Opinion
Submitted May 30, 2001.
June 18, 2001.
In an action to recover damages for personal injuries, the plaintiff appeals from an order of the Supreme Court, Kings County (Dowd, J.), dated September 5, 2000, which granted the motion of the defendant Repco Fuel Oil Co., Inc., for summary judgment dismissing the complaint insofar as asserted against it.
Schaerf Sealove, New York, N.Y. (Robert H. Morse of counsel), for appellant.
Jacobowitz, Garfinkel Lesman, New York, N.Y. (Fiedelman McGaw [James K. O'Sullivan] of counsel), for respondent.
Before: LAWRENCE J. BRACKEN, P.J., WILLIAM D. FRIEDMANN, ANITA R. FLORIO, HOWARD MILLER, SANDRA L. TOWNES, JJ.

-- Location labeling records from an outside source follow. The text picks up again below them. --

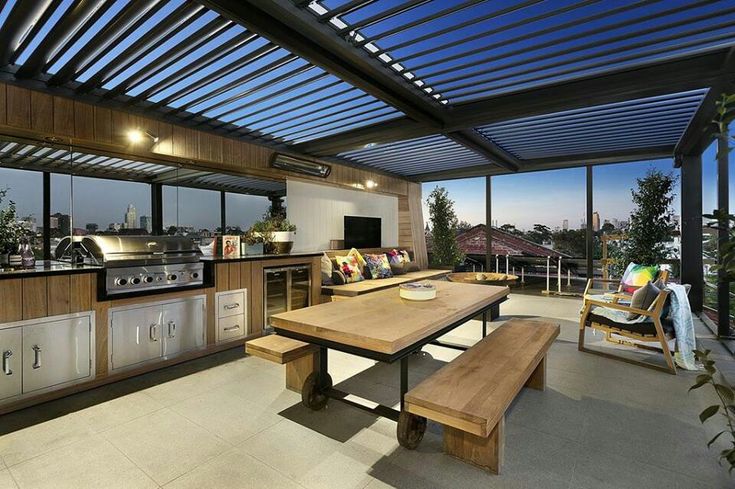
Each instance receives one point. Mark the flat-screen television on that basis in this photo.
(362, 232)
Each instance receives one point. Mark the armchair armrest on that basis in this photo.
(619, 307)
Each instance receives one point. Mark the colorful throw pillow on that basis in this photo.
(359, 258)
(637, 276)
(643, 298)
(395, 257)
(350, 268)
(379, 266)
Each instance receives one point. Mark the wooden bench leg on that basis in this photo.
(537, 380)
(297, 371)
(486, 453)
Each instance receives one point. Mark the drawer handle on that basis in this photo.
(152, 332)
(6, 362)
(171, 329)
(36, 356)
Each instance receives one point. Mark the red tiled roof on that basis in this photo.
(473, 242)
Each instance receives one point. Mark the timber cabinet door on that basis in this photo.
(11, 370)
(56, 352)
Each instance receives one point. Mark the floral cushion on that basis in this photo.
(350, 268)
(379, 266)
(637, 276)
(359, 258)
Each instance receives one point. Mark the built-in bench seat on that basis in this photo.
(299, 357)
(470, 395)
(367, 286)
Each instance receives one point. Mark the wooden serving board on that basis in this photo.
(383, 322)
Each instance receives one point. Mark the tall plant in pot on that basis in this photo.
(11, 232)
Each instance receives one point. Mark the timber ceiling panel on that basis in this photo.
(184, 61)
(464, 50)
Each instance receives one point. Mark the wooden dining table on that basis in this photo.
(384, 327)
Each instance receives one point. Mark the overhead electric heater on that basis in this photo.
(297, 165)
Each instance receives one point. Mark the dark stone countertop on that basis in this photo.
(46, 267)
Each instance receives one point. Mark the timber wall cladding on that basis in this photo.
(38, 114)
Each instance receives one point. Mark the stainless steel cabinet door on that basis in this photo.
(56, 352)
(135, 336)
(182, 326)
(10, 369)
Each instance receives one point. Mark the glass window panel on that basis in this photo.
(243, 210)
(191, 212)
(25, 188)
(111, 207)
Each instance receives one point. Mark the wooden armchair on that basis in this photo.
(619, 294)
(655, 329)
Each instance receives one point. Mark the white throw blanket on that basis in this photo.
(681, 314)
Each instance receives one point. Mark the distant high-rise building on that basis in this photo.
(62, 222)
(131, 217)
(595, 221)
(146, 223)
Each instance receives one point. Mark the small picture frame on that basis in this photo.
(230, 246)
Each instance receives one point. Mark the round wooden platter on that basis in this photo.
(483, 278)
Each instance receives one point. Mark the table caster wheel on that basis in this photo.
(311, 395)
(411, 429)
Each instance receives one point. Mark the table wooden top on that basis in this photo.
(383, 322)
(373, 285)
(473, 391)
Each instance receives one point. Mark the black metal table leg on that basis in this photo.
(404, 378)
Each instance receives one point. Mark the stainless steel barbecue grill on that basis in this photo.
(137, 263)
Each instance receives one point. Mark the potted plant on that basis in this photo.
(252, 242)
(10, 233)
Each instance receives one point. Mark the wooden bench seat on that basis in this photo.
(299, 357)
(470, 395)
(367, 286)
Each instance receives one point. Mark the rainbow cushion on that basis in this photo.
(637, 276)
(378, 266)
(349, 266)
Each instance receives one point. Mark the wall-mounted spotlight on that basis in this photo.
(137, 136)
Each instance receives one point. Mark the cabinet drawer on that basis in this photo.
(10, 355)
(231, 303)
(231, 327)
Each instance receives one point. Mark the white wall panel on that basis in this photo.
(318, 212)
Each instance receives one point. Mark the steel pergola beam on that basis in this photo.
(554, 163)
(700, 132)
(475, 141)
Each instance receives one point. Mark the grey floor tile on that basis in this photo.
(6, 480)
(92, 462)
(35, 440)
(165, 444)
(233, 469)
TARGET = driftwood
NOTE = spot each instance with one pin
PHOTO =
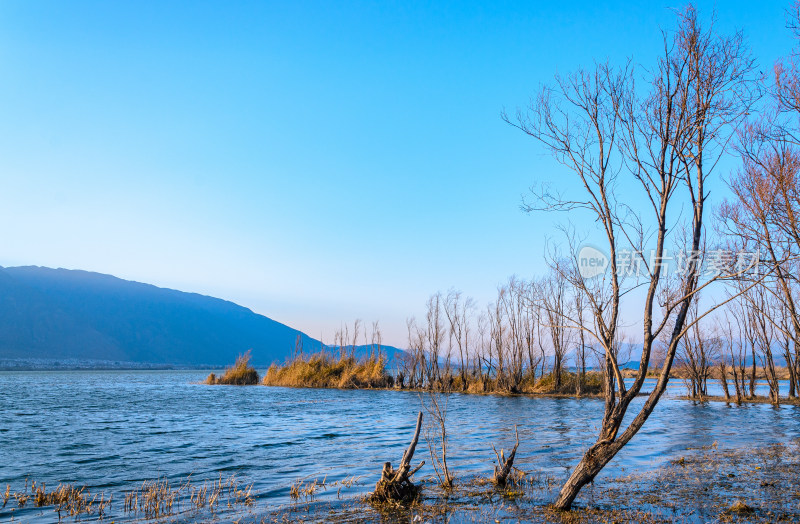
(396, 485)
(504, 465)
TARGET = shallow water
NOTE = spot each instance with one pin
(112, 430)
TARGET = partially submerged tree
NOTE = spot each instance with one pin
(657, 145)
(395, 485)
(505, 464)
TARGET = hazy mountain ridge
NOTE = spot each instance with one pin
(62, 314)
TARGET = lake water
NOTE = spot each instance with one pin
(112, 430)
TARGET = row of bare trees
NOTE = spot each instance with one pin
(515, 341)
(640, 147)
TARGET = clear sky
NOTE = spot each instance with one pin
(315, 161)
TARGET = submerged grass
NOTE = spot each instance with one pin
(153, 499)
(708, 484)
(321, 370)
(240, 374)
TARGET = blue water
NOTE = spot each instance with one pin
(112, 430)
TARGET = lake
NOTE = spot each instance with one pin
(111, 430)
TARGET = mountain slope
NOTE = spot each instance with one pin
(57, 313)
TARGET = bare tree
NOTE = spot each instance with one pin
(666, 144)
(436, 436)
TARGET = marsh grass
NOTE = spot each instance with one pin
(321, 370)
(240, 374)
(66, 499)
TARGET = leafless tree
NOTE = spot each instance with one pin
(665, 144)
(436, 436)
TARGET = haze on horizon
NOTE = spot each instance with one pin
(316, 162)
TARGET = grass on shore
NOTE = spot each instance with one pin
(240, 374)
(321, 370)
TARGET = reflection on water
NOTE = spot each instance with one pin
(111, 430)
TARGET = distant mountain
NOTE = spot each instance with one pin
(60, 314)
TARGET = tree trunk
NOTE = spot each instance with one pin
(590, 465)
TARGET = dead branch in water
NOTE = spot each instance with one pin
(396, 485)
(504, 465)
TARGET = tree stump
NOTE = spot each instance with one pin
(504, 465)
(396, 485)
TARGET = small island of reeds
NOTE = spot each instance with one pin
(240, 374)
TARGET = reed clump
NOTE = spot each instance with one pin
(591, 384)
(154, 499)
(321, 370)
(240, 374)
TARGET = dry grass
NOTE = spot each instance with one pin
(154, 499)
(240, 374)
(592, 384)
(66, 499)
(320, 370)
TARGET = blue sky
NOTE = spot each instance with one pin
(317, 162)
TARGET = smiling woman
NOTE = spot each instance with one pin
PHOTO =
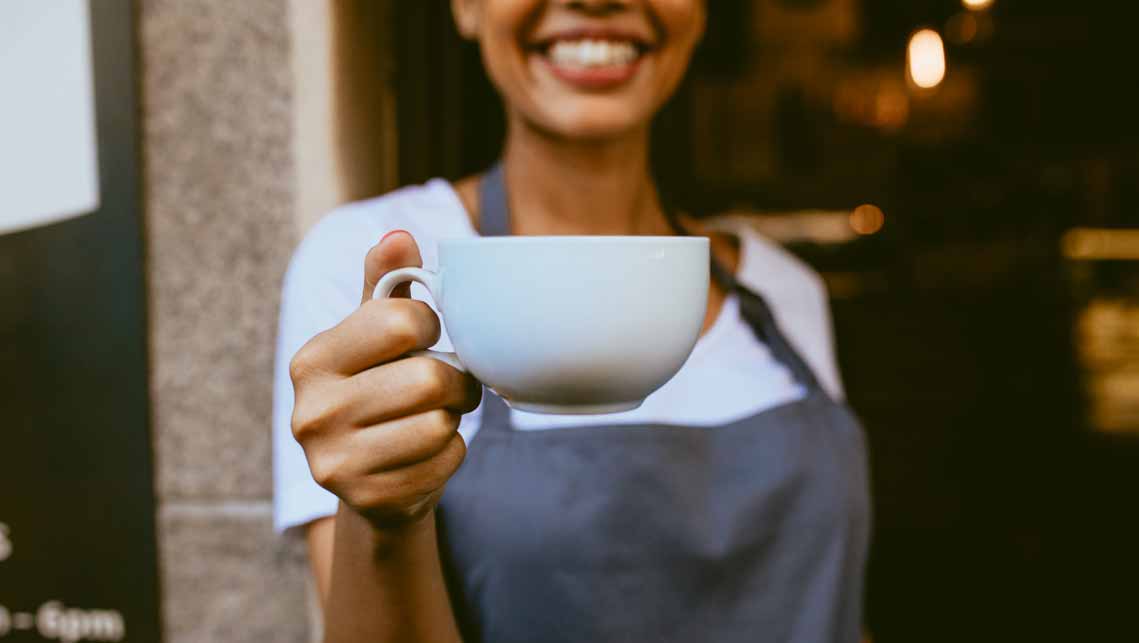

ORDERED that the order is affirmed, with costs.
The plaintiff allegedly tripped and fell over a raised fuel oil cap in a sidewalk. The respondent, Repco Fuel Oil Co., Inc., conceded that it made fuel deliveries to the subject premises. However, the respondent established a prima facie case of entitlement to judgment as a matter of law by demonstrating that it did not create the allegedly dangerous condition. The plaintiff's circumstantial evidence that the respondent caused the fuel cap to be raised was based on mere speculation, and thus, she failed to establish the existence of a triable issue of fact (see, Frankie v. Glen Cove Hous. Auth., 276 A.D.2d 668).
BRACKEN, P.J., FRIEDMANN, FLORIO, H. MILLER and TOWNES, JJ., concur.